De pronto se oye la explosión de una bomba. Siguen gritos de angustia por todas partes. Las fuerzas especiales aprovechan el pánico y entran para tomar control de la situación. Hay olor a pólvora, sangre y muerte. El aire que se respira es de terror, desesperación y miedo. El secuestro acaba. Resultado final: 376 muertos y 700 heridos.

Lo que describo aquí es sólo un grano de arena. El clima mundial de belicosidad es mucho más intenso. La sangre de gente inocente se derrama por todos los lados. Escenas de horror, mucho más terribles que las que aparecen en las películas, son protagonizadas en diferentes países, a veces, por motivos banales. El mundo vive la cultura de la guerra y no se trata sólo de la lucha armada de un país contra el otro.

Las personas también pelean y se matan casi sin motivo. En el momento en que escribo estas lineas los noticiosos narran la agresión de tres hombres a una mujer embarazada. Según los agresores, ellos tenían prisa y ella no les cedió el paso. El tiempo que perdieron agrediendo a la indefensa señora fue mucho más que los segundos que hubieran esperado.

Actitudes como esta puedes ver todos los dias en todos los lugares. El hombre de nuestros días ya se habituó a vivir en un clima de guerra. Una de las mayores guerras de la actualidad ya diezmó miles de vidas. Gente inocente. No tenía nada que ver con los intereses políticos de los involucrados. Al principio todo el mundo seguía con intereses el desarrollo de esa guerra. Hoy, a pesar de perderse cada dia decenas de vidas, la gente ya perdió el interés. Pasó a ser un asunto de rutina.

 

En aquellas tierras o en cualquier otro lado del mundo nadie sabe quién carga una bomba. El enemigo está por todos lados. No tiene rostro. Basta ser la otra persona. Las autoridades andan con miedo. Las personas también.

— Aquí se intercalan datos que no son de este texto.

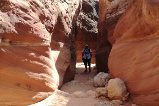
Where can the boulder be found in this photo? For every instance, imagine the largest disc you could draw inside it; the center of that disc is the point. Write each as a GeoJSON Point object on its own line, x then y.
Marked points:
{"type": "Point", "coordinates": [116, 89]}
{"type": "Point", "coordinates": [134, 56]}
{"type": "Point", "coordinates": [101, 79]}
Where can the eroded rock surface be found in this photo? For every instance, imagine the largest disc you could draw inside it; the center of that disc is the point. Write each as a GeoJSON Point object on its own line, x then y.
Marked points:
{"type": "Point", "coordinates": [101, 79]}
{"type": "Point", "coordinates": [134, 56]}
{"type": "Point", "coordinates": [109, 13]}
{"type": "Point", "coordinates": [116, 89]}
{"type": "Point", "coordinates": [63, 39]}
{"type": "Point", "coordinates": [27, 67]}
{"type": "Point", "coordinates": [87, 28]}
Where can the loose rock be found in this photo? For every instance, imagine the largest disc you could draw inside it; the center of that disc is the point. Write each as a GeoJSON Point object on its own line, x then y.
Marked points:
{"type": "Point", "coordinates": [101, 92]}
{"type": "Point", "coordinates": [116, 89]}
{"type": "Point", "coordinates": [101, 79]}
{"type": "Point", "coordinates": [79, 94]}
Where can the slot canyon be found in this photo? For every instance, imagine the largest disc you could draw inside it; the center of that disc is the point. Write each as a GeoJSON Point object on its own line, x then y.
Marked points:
{"type": "Point", "coordinates": [41, 44]}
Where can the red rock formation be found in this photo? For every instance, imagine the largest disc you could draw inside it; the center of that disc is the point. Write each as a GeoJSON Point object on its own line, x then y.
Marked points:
{"type": "Point", "coordinates": [27, 69]}
{"type": "Point", "coordinates": [63, 40]}
{"type": "Point", "coordinates": [134, 56]}
{"type": "Point", "coordinates": [87, 28]}
{"type": "Point", "coordinates": [109, 14]}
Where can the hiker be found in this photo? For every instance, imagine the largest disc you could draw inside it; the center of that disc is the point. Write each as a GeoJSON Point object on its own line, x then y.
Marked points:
{"type": "Point", "coordinates": [86, 57]}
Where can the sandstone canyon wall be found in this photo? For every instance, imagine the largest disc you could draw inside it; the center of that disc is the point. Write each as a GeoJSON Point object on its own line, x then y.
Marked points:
{"type": "Point", "coordinates": [86, 32]}
{"type": "Point", "coordinates": [27, 67]}
{"type": "Point", "coordinates": [109, 13]}
{"type": "Point", "coordinates": [135, 55]}
{"type": "Point", "coordinates": [63, 39]}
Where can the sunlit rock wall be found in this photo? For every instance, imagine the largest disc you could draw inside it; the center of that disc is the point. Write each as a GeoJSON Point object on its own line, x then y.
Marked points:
{"type": "Point", "coordinates": [63, 39]}
{"type": "Point", "coordinates": [27, 67]}
{"type": "Point", "coordinates": [135, 55]}
{"type": "Point", "coordinates": [109, 13]}
{"type": "Point", "coordinates": [86, 32]}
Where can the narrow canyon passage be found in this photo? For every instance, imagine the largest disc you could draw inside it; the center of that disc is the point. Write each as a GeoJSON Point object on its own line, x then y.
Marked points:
{"type": "Point", "coordinates": [83, 91]}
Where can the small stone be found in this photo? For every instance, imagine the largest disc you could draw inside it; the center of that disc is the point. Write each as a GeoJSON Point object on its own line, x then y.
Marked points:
{"type": "Point", "coordinates": [101, 79]}
{"type": "Point", "coordinates": [90, 93]}
{"type": "Point", "coordinates": [116, 89]}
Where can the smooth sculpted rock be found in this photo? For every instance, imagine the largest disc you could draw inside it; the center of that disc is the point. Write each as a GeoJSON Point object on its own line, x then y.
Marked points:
{"type": "Point", "coordinates": [109, 13]}
{"type": "Point", "coordinates": [135, 54]}
{"type": "Point", "coordinates": [101, 79]}
{"type": "Point", "coordinates": [86, 32]}
{"type": "Point", "coordinates": [102, 91]}
{"type": "Point", "coordinates": [116, 89]}
{"type": "Point", "coordinates": [27, 69]}
{"type": "Point", "coordinates": [79, 94]}
{"type": "Point", "coordinates": [63, 37]}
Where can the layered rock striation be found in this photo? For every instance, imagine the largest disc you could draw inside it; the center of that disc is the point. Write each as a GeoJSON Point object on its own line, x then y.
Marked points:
{"type": "Point", "coordinates": [27, 63]}
{"type": "Point", "coordinates": [134, 56]}
{"type": "Point", "coordinates": [86, 32]}
{"type": "Point", "coordinates": [63, 39]}
{"type": "Point", "coordinates": [109, 13]}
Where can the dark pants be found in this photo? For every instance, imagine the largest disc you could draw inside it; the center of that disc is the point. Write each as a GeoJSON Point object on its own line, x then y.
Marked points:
{"type": "Point", "coordinates": [87, 61]}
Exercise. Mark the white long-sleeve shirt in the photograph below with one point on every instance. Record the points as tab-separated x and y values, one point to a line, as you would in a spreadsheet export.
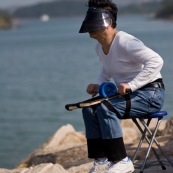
129	61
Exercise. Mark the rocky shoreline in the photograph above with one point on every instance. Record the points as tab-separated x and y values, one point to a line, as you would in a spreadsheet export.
66	150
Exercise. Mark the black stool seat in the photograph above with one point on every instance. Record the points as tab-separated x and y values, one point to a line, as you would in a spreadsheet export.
143	126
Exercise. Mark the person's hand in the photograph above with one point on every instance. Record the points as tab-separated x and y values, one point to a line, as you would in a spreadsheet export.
123	89
92	89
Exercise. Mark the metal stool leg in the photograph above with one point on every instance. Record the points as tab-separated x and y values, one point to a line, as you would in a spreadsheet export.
155	140
143	132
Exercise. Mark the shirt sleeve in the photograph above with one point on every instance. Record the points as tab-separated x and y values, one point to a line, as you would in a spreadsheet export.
151	61
102	77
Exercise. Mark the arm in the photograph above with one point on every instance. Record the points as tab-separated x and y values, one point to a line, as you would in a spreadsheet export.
151	61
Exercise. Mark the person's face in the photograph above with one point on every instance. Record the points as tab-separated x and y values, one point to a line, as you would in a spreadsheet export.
97	34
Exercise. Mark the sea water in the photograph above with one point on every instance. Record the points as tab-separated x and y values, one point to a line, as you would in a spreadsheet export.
45	65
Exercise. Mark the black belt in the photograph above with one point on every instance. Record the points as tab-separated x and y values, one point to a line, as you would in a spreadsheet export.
155	84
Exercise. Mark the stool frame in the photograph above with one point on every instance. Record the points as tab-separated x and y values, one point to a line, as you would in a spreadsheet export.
145	124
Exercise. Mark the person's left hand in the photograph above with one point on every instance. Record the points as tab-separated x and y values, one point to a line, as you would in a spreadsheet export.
123	89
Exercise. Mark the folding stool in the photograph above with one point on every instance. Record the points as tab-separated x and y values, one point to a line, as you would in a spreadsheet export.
145	122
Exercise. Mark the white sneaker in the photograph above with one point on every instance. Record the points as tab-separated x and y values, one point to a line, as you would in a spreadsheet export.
120	167
98	166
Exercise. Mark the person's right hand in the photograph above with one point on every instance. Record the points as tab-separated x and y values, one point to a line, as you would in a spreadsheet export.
92	89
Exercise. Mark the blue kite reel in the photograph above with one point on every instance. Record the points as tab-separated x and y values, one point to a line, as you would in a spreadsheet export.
107	89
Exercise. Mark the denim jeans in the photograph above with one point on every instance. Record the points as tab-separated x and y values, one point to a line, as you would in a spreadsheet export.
101	123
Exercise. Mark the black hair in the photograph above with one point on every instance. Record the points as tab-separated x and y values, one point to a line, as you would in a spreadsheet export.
105	4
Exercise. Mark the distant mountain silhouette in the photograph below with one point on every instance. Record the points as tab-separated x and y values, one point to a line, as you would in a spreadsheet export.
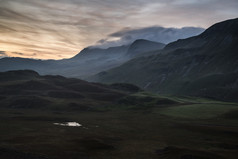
205	65
88	62
27	89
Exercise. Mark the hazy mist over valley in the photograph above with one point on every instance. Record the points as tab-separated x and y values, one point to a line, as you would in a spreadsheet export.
105	79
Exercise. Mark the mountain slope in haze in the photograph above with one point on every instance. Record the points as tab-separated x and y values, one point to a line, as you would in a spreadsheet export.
27	89
88	62
142	47
204	65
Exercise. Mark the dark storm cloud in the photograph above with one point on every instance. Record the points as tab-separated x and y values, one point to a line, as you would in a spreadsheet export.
158	34
3	54
64	27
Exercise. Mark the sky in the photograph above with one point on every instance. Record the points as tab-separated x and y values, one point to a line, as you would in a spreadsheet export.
56	29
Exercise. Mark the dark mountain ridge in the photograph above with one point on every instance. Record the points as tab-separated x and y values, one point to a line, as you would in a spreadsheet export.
205	65
86	63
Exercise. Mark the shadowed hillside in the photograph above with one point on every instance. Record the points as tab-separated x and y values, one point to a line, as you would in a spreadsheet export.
205	65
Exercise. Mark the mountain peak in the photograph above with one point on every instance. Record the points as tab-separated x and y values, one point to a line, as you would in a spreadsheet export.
141	46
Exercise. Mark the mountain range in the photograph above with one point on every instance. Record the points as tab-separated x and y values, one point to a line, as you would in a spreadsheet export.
205	65
86	63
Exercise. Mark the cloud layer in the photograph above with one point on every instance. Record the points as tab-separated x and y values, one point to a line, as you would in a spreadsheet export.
54	29
158	34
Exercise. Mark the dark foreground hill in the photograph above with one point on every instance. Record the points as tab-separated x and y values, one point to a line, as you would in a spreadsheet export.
116	121
205	65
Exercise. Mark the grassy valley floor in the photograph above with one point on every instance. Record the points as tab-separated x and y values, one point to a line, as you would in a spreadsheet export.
171	128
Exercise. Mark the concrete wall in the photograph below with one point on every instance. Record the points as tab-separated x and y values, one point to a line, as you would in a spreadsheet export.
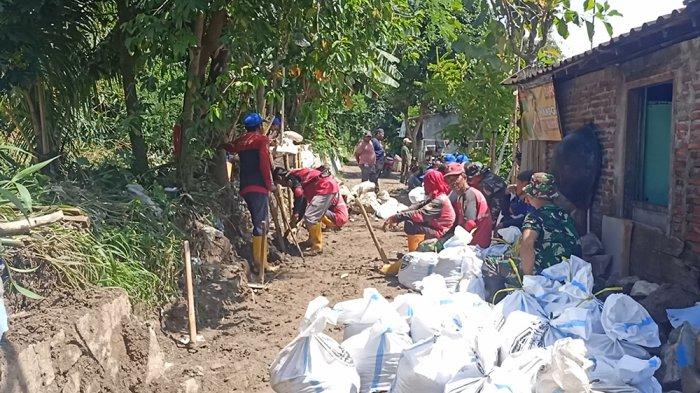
601	97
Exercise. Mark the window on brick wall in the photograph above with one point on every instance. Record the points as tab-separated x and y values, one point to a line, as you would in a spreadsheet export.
655	145
648	163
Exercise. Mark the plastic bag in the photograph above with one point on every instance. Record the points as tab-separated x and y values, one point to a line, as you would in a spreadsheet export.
417	195
521	332
457	262
389	208
473	285
566	270
314	362
461	238
567	371
510	235
376	352
415	266
515	301
430	364
625	319
359	314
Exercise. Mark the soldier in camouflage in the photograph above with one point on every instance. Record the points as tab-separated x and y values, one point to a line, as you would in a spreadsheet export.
549	233
491	185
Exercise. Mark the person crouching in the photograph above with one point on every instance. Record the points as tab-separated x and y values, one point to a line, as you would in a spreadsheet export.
429	219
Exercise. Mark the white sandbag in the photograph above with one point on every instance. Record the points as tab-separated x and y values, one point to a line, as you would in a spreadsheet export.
461	238
455	263
459	313
473	285
521	332
313	361
601	346
573	322
510	235
542	288
362	188
580	286
430	364
417	195
359	314
407	303
628	374
294	136
566	270
625	319
390	208
567	371
515	301
376	352
415	266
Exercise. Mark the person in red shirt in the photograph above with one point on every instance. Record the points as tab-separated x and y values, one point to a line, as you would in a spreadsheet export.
253	149
472	211
429	219
316	197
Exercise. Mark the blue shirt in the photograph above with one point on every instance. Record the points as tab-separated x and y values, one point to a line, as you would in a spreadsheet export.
378	149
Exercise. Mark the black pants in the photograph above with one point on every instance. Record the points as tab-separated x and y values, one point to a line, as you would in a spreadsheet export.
259	208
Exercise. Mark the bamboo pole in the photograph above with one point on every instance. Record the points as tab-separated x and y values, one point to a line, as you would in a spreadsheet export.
190	294
382	254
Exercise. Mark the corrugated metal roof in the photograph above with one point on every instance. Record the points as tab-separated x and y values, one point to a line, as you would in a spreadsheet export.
530	73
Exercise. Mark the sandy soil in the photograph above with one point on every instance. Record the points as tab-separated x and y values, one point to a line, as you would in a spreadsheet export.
241	345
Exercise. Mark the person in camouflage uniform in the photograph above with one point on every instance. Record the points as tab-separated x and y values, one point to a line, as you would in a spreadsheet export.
491	185
549	232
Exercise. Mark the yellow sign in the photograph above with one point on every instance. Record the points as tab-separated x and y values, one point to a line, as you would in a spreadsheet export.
540	121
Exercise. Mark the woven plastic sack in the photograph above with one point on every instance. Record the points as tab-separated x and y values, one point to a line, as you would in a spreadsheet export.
625	319
314	362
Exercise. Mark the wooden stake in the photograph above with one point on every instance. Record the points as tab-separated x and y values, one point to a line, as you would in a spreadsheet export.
371	232
190	294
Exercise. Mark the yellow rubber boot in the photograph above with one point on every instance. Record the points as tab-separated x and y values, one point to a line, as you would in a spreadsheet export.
316	238
257	252
268	268
327	223
391	269
414	241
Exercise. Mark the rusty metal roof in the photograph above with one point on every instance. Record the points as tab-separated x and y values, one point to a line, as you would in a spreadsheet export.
618	48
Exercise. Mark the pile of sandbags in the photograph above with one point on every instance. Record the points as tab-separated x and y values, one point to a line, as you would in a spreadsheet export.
550	335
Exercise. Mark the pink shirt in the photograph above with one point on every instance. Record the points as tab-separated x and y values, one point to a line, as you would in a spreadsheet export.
365	152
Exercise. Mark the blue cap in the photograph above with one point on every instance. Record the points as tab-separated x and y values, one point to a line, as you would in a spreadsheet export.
252	120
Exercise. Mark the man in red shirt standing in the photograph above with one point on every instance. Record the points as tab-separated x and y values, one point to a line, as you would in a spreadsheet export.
471	210
317	198
253	149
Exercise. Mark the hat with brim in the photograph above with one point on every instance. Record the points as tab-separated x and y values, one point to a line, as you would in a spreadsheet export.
454	169
542	186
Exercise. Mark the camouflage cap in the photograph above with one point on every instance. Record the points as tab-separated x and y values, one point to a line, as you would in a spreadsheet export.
475	169
542	186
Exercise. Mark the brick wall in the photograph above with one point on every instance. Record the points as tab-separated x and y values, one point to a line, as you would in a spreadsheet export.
600	97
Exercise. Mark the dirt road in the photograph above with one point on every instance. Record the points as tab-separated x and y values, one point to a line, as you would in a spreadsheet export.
240	348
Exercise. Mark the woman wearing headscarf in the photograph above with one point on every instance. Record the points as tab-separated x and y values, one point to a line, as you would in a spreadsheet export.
429	219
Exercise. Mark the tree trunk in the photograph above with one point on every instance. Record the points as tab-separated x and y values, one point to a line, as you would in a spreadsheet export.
127	67
184	165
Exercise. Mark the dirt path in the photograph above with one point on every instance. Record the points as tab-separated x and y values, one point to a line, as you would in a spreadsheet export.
239	350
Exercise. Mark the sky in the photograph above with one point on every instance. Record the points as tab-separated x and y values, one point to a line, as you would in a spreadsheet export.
634	14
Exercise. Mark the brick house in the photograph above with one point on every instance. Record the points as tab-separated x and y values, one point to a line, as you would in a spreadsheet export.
642	91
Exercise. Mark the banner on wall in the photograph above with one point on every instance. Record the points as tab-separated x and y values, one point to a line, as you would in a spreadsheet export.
540	120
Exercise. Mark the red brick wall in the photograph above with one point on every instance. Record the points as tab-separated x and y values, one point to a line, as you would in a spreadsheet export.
600	97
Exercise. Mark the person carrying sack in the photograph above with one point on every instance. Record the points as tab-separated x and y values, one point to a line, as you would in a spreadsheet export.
253	149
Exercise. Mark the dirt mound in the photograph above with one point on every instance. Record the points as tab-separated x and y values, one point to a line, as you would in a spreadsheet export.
78	342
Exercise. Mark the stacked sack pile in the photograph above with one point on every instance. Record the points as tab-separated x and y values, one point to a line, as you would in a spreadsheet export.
550	335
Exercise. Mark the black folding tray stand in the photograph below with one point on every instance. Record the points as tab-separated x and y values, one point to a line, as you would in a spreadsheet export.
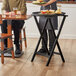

Cierta vez, mientras viajaba, un pasajero del avión sentado a mi lado me dijo:

¿Acaso no hubo guerras desde que el hombre apareció en el mundo? ¿No mató Caín a su hermano Abel sin motivo? Los países ¿no vivieron siempre en guerra? ¿Cómo puede ser eso una señal de la venida de Cristo?.

Es verdad. Después de la entrada del pecado el hombre siempre vivió en un clima de guerra. Era el resultado de su propia guerra interior, de sus encuentros y desencuentros, de su alejamiento de Dios. Sin embargo, nunca en la historia se ha vivido tanta tensión y violencia como se vive hoy. Es la multiplicación de la guerra, por así decirlo.